Time races by when you're being productive in a supportive community.
|I've tried to think back to 13 years ago. My life is very different now. I think I'm living in my third residence since March of 2002. I know that I'm growing my writing. I have more confidence in my skills, and I help others when invited. When reviewing, I try to say more positive than negative comments. Because I was an English teacher for a dozen years, I try to do no harm in my reviewing. I have a file called "Grammar Grouch."
I started my private tutoring business sometime during the past decade. I've led a couple of fiction writing workshops here at WDC. I've grown in my personal writing challenges. I'm facing my biggest challenge now. It's not exactly like writer's block or procrastination.

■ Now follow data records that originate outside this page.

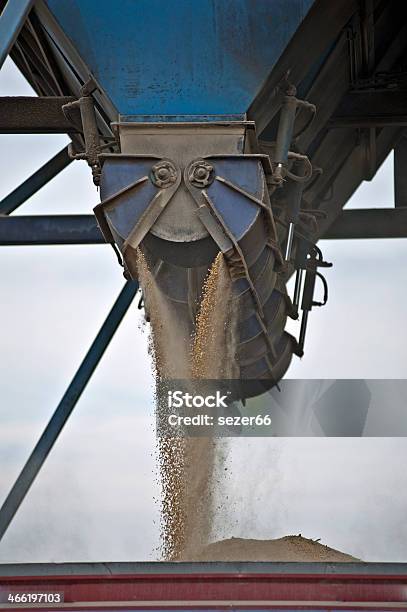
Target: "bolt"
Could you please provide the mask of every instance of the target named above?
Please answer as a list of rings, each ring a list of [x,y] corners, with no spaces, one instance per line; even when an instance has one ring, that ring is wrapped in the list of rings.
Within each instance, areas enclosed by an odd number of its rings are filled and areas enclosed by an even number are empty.
[[[176,182],[177,169],[170,161],[160,161],[151,168],[150,178],[154,185],[165,189]]]
[[[188,172],[188,179],[194,187],[203,189],[213,182],[214,169],[206,161],[196,161],[191,164]]]
[[[169,173],[168,168],[159,168],[156,172],[156,175],[158,176],[158,178],[164,181],[165,179],[169,177],[170,173]]]
[[[195,175],[197,178],[204,178],[206,176],[207,172],[205,170],[205,168],[197,168],[195,171]]]

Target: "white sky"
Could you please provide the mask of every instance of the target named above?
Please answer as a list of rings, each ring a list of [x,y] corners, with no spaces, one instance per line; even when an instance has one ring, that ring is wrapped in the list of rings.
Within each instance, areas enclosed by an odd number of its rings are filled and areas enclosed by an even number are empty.
[[[7,60],[0,95],[31,94]],[[66,143],[0,135],[0,198]],[[392,185],[390,157],[348,206],[391,206]],[[16,214],[89,213],[97,201],[86,164],[74,162]],[[311,313],[305,357],[289,376],[404,378],[407,241],[321,246],[334,262],[330,301]],[[104,245],[1,247],[0,270],[1,502],[124,281]],[[156,558],[159,490],[141,319],[134,302],[0,543],[0,561]],[[301,532],[366,560],[407,561],[406,455],[404,439],[233,440],[230,501],[215,534]]]

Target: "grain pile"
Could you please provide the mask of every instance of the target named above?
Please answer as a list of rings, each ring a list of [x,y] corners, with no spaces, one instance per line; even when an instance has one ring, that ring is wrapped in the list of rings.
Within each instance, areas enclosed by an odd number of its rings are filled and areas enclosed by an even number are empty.
[[[198,551],[193,561],[360,561],[346,553],[301,535],[276,540],[230,538],[214,542]]]
[[[204,282],[192,338],[176,308],[162,294],[141,250],[137,265],[151,323],[149,350],[157,383],[163,379],[232,377],[236,317],[231,280],[222,254],[215,259]],[[156,396],[156,410],[161,409],[161,401]],[[204,437],[161,437],[157,445],[162,557],[193,558],[210,541],[215,441]]]

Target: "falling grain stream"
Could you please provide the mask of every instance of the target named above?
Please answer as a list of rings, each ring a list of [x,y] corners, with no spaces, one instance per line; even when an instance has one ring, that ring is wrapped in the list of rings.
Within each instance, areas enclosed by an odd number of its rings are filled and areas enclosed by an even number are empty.
[[[138,273],[150,318],[149,350],[156,382],[162,379],[231,378],[234,363],[232,287],[221,253],[202,288],[194,333],[179,320],[138,251]],[[160,410],[156,398],[156,410]],[[213,438],[158,438],[161,480],[161,553],[194,558],[210,541],[213,512]]]

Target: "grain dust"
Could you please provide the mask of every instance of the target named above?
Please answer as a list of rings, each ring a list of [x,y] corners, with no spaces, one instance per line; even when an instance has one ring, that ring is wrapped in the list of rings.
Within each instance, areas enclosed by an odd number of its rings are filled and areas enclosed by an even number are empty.
[[[236,301],[226,261],[219,253],[203,285],[191,351],[192,378],[237,378]]]
[[[156,383],[171,379],[231,378],[235,351],[232,286],[222,254],[204,282],[192,337],[162,293],[139,249],[137,266]],[[157,388],[157,384],[156,384]],[[162,409],[156,393],[156,410]],[[157,439],[161,482],[161,555],[191,557],[210,541],[216,444],[212,438]]]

I have a book sized collection of poems, essays, and short stories. I have a contract to publish with Author House. I need to do a final edit of each item I'm planning to include, AND decide in which order I want the items to appear. I've needed to do this for awhile. I suspect I'm procrastinating because I fear rejection. I also fear success, in a way. I'm using my ADHD and bipolar issues as a blockade to my next step, my last step.
I see me standing at the edge of a cliff, and I know I must take the next step. The chaotic emotions and images that churn in my head are ripe. My writing future looms before me. I'm so lucky to be able to participate in our writing community, I will find the intestinal fortitude to do what I must. It would be a waste to quit after 13 years. Writers write. It's what we do and who we are. Write on.